Janakpur is home to more than 70 Hindu temples, the most important of them being the majestic, towering edifice of Janaki Mandir, a rare model of Koiri architecture.
The city is one of the most revered places for Hindu pilgrimage, perhaps coming second only to Kathmandu which houses Pashupatinath. But Janakpur is not just about temples and monuments. The city in the country’s core Tarai boasts a rich cultural history, noted for ages for its arts, language, and literature. Janakpur is the heartland of the Mithila civilization, a melting pot of diverse cultures, religions and of opportunities.
A huge number of Hindu devotees, from Nepal, India and across the world, visit the temple to pay homage to Maryada Purush Ram (The Supreme Male) and Goddess Sita, believed to be the incarnations of Lord Bishnu and Laxmi, respectively. Though the pilgrims visit the temple round the year, it sees a huge number of devotees during major occasions for Hindus such as Ram Nawami, Basanta Panchami and Bibaha Panchami, the festivals devoted to the two deities.
Ram Roshan Das, the Mahantha (priest) at Janaki Temple, said that Hindus from all over the world should visit the Ram-Janaki temple at least once in their life. Das has seen many pilgrims come and go over the decades, but the past couple of years have been the busiest, he said. “This is because of three primary reasons—political stability, a decline in the occurrence of protests and strikes, and increasing social goodwill,” he said. “Mostly it’s the Indian tourists whose number has spiked, owing perhaps to the high-profile visits in recent years.”
According to data by the Tourism Office in Janakpur, a total of 68,137 people visited Janakpur in the last fiscal year (2018/19). Among them, the office said, 67,171 were Indians.
But the figure might not be accurate, because it takes into account only the number of visitors who registered in hotels and lodges. “We collect data from those tourists who stay in hotels and lodges. A significant number of people visit Janakpur and return the same day,” said Subas Mandal, an official at the Tourism Office in Janakpur. The city boasts a total of 46 hotels and lodges, with a total capacity of 1,380 beds.

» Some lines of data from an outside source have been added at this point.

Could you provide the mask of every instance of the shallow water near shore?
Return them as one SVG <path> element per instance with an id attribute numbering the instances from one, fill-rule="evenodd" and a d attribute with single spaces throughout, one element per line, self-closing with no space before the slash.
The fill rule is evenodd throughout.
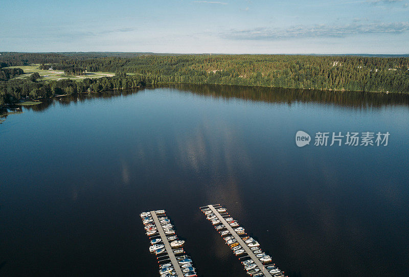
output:
<path id="1" fill-rule="evenodd" d="M 199 276 L 247 276 L 215 203 L 291 277 L 409 274 L 407 95 L 178 85 L 22 110 L 0 125 L 0 275 L 159 276 L 139 214 L 166 209 Z M 390 135 L 314 145 L 348 131 Z"/>

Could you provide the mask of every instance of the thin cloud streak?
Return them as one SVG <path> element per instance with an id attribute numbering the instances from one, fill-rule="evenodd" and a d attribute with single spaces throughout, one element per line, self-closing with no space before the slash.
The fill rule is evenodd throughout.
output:
<path id="1" fill-rule="evenodd" d="M 325 25 L 312 26 L 292 26 L 277 29 L 259 28 L 252 29 L 232 30 L 221 33 L 222 38 L 233 40 L 275 40 L 291 38 L 343 37 L 367 34 L 398 34 L 409 31 L 409 22 L 363 24 L 354 23 L 342 26 Z"/>
<path id="2" fill-rule="evenodd" d="M 219 5 L 227 5 L 225 2 L 217 2 L 216 1 L 193 1 L 194 3 L 205 3 L 208 4 L 219 4 Z"/>

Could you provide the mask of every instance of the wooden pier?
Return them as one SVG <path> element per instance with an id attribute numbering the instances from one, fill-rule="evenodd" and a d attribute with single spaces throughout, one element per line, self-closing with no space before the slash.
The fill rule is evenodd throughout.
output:
<path id="1" fill-rule="evenodd" d="M 173 265 L 173 268 L 175 269 L 175 272 L 176 272 L 178 277 L 184 277 L 183 272 L 182 272 L 182 270 L 180 269 L 180 266 L 179 265 L 179 263 L 177 262 L 177 260 L 176 260 L 176 257 L 175 257 L 175 254 L 173 253 L 172 247 L 170 247 L 170 244 L 169 241 L 168 241 L 168 238 L 166 237 L 165 232 L 162 228 L 162 225 L 161 225 L 161 222 L 159 222 L 159 219 L 157 218 L 156 213 L 154 211 L 152 211 L 150 212 L 150 214 L 152 215 L 153 221 L 155 222 L 156 228 L 157 228 L 157 232 L 161 236 L 162 242 L 163 242 L 165 245 L 165 248 L 166 249 L 166 252 L 167 252 L 169 260 L 170 260 L 172 264 Z"/>
<path id="2" fill-rule="evenodd" d="M 213 205 L 209 205 L 207 206 L 209 207 L 210 210 L 213 212 L 213 213 L 217 217 L 217 218 L 220 221 L 220 222 L 224 225 L 224 227 L 229 230 L 229 232 L 232 234 L 235 239 L 237 240 L 237 242 L 240 245 L 240 246 L 243 247 L 243 249 L 244 251 L 246 251 L 248 257 L 250 257 L 254 261 L 254 263 L 256 264 L 259 268 L 260 268 L 261 272 L 264 274 L 264 276 L 266 277 L 272 277 L 271 274 L 270 274 L 270 272 L 268 272 L 268 270 L 264 267 L 264 265 L 260 261 L 259 259 L 256 257 L 256 255 L 254 255 L 254 253 L 250 249 L 248 246 L 247 246 L 247 244 L 241 239 L 241 238 L 236 233 L 234 229 L 228 223 L 227 221 L 224 219 L 224 218 L 220 215 L 220 214 L 217 212 L 217 211 L 214 208 Z"/>

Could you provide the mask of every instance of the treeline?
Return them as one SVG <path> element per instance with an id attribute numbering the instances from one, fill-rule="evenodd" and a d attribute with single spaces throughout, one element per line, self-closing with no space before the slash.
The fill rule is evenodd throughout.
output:
<path id="1" fill-rule="evenodd" d="M 141 56 L 62 61 L 89 72 L 125 71 L 156 83 L 409 92 L 409 57 L 284 55 Z"/>
<path id="2" fill-rule="evenodd" d="M 0 81 L 8 81 L 24 73 L 21 68 L 0 68 Z"/>
<path id="3" fill-rule="evenodd" d="M 26 98 L 38 99 L 59 95 L 134 88 L 152 83 L 150 78 L 139 76 L 85 78 L 80 81 L 64 79 L 48 83 L 37 82 L 31 78 L 15 79 L 0 82 L 0 104 L 12 103 Z"/>

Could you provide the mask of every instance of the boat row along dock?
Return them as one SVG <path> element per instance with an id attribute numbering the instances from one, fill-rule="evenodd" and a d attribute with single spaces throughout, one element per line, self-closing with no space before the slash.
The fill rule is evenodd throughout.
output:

The flow of tourists has significantly increased in Janakpur for the past 10 years, with no signs of stopping. In 2005, Janaki Temple invited a wedding procession from Ayodhya, the birthplace of Ram and the setting of Ramayana, for the first time.
Aside from visiting the temples, including Ram Janaki Temple, while in Janakpur visitors also make it a point to stop by the many holy ponds. There are around 90 ponds, the popular ones being Ganga Sagar and Dhanush Sagar located in the vicinity of Janakpur. Some of the devotees take a holy bath in the ponds before they pay homage in the temples.
Janakpur is in the heartland of Madhes. It is 25 km south from Dhalkebar along the East-West Highway. The nearest Nepal-India border point, Jatahi, is around 14 km south from Janakpur. The historic place is well connected with road network even with India. There are four Kathmandu-Janakpur flights every day.
Further, if one is interested—to observe, learn and research—in Mithila painting, Janakpur is the right place to visit. The wall painting in Janakpur Railway Station, Rangabhumi Maidan, and Ram-Janaki Bibaha Mandap are great pieces of artwork.
Food is an integral part of one’s travel, so when in Janakpur, enjoy typical Mithila food that comprises rice, lentil soup, vegetable curry, taruwa, tirauli, phulauri, fish curry, and curd. However, such a meal is not readily available in hotels in the town. One has to place a prior order for the meal.